Es ist dann gut zu wissen, welche Rechte man hat und welchen Ansprüchen man als Verantwortlicher ausgesetzt ist. Mit diesem Wissen können Sie besser mit unserer Rechtsanwaltskanzlei zusammenarbeiten.

Als Arzt oder Krankenhaus kann man sich im Normalfall auf seine Haftpflichtversicherung stützen. Und auch der Geschädigte kann sich meist darauf verlassen, dass die “gegnerische” Haftpflichtversicherung den Schaden trägt. Viele Schadensabwicklungen werden folglich von versicherungsrechtlichen Fragestellungen begleitet, die es zusätzlich zu beachten gilt.

Die folgenden Ausführungen können das Problem nur grob schlagwortartig behandeln. Grundsätzlich stehen dem Patienten durch eine abgewogene Rechtsprechung erhebliche Möglichkeiten zur Seite, seine Ansprüche durchzusetzen.

Dabei ist die besondere Situation zum Beispiel eines Chirurgen bei der anwaltlichen Fallbearbeitung nach unserer Ansicht immer zu berücksichtigen. Der Arzt hat manchmal keine Zeit zur Überlegung und befindet sich dann im schlimmsten Fall in einer Stresssituation, die über Tod und Leben entscheiden kann. Einen möglichen Fehler dann zudem noch allzu rasch mit einem Strafverfahren zu überziehen, wird dem nicht gerecht. Andererseits sollte der Arzt, dem ein Fehler unterlaufen ist, diesen unumwunden zugeben und so dem berechtigten zivilrechtlichen Anspruch des Patienten nicht im Weg stehen.

Der Anspruch dem Grunde nach

Der Verstoß gegen eine Behandlungspflicht muss kausal für einen Gesundheitsschaden sein; dann besteht ein Anspruch. Der Arzt haftet für Qualitätsmängel seiner ärztlichen Behandlung. In Betracht kommen sowohl vertragliche (§280 BGB) Behandlungspflichten aber auch deliktische (§ 823 Abs. 1 BGB) Ansprüche. Der Arzt haftet auch für seine Erfüllungsgehilfen (§ 278 BGB).

Zum Begriff des Behandlungsfehlers gibt es in erheblichem Umfang Rechtsprechung, die bei der Beurteilung heranzuziehen ist.
Es werden diverse Fallgruppen unterscheiden; Übernahmeverschulden, Organisationsverschulden, Diagnosefehler, Therapieauswahlverschulden, Therapiefehler fehlende Sicherungsaufklärung uva.

Bei der Prüfung der Kausalität unterscheiden wir zwischen haftungsbegründender Kausalität, also ob der Fehler zu einem Schaden geführt hat, und haftungsausfüllender Kausalität, also ob daraus weitere Gesundheitsschäden und Vermögensschaden entstanden ist.

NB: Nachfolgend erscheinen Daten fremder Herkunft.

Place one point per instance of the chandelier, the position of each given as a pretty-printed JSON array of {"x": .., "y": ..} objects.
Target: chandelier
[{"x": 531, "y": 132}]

Die Beweislast trägt im allgemeinen der Patient. Aber die Rechtsprechung gibt dabei dem Patienten bestimmte Hilfen und zum Teil Beweislastumkehr, damit die Sache nicht einseitig verläuft.

Ein Verstoß gegen die ärztliche Aufklärungspflicht stellt daneben einen weiteren selbständigen Haftungstatbestand dar.

Der Anspruch der Höhe nach

Der geschädigte Patient kann den Ausgleich seiner erlittenen Personen- und Sachschäden ersetzt verlangen. Hierzu gehören grundsätzlich folgende Schadenspositionen:

Personenschäden:

Behandlungskosten: Der geschädigte Patient kann die Kosten der Heilbehandlung ersetzt verlangen. Grundsätzlich sind damit Arzt- und Krankenhauskosten sowie Aufwendungen für Medikamente und Heilmittel erstattungsfähig. Wenn allerdings eine gesetzliche Krankenkasse die Kosten trägt, kann der Geschädigte selbst nichts verlangen. Abhängig vom jeweiligen Einzelfall kann z.B. auch die Kostenübernahme einer privatärztlichen Behandlung für einen gesetzlich versicherten Patienten verlangt werden. Wie auch im allgemeinen Schadensrecht gilt auch hier die Schadensminderungspflicht für den Geschädigten.

Vermögensschäden:

Schmerzensgeld: Dem Geschädigten steht üblicherweise je nach Schwere der Körperverletzung ein Schmerzensgeld zu. Dieses reicht von einigen 100,00 € bei leichteren Schäden bis zu mehreren 100.000,00 € (z.B. bei Querschnittslähmung). In der Fachliteratur und bei den Automobilclubs gibt es Tabellen, die einen Überblick über die Rechtsprechungspraxis geben.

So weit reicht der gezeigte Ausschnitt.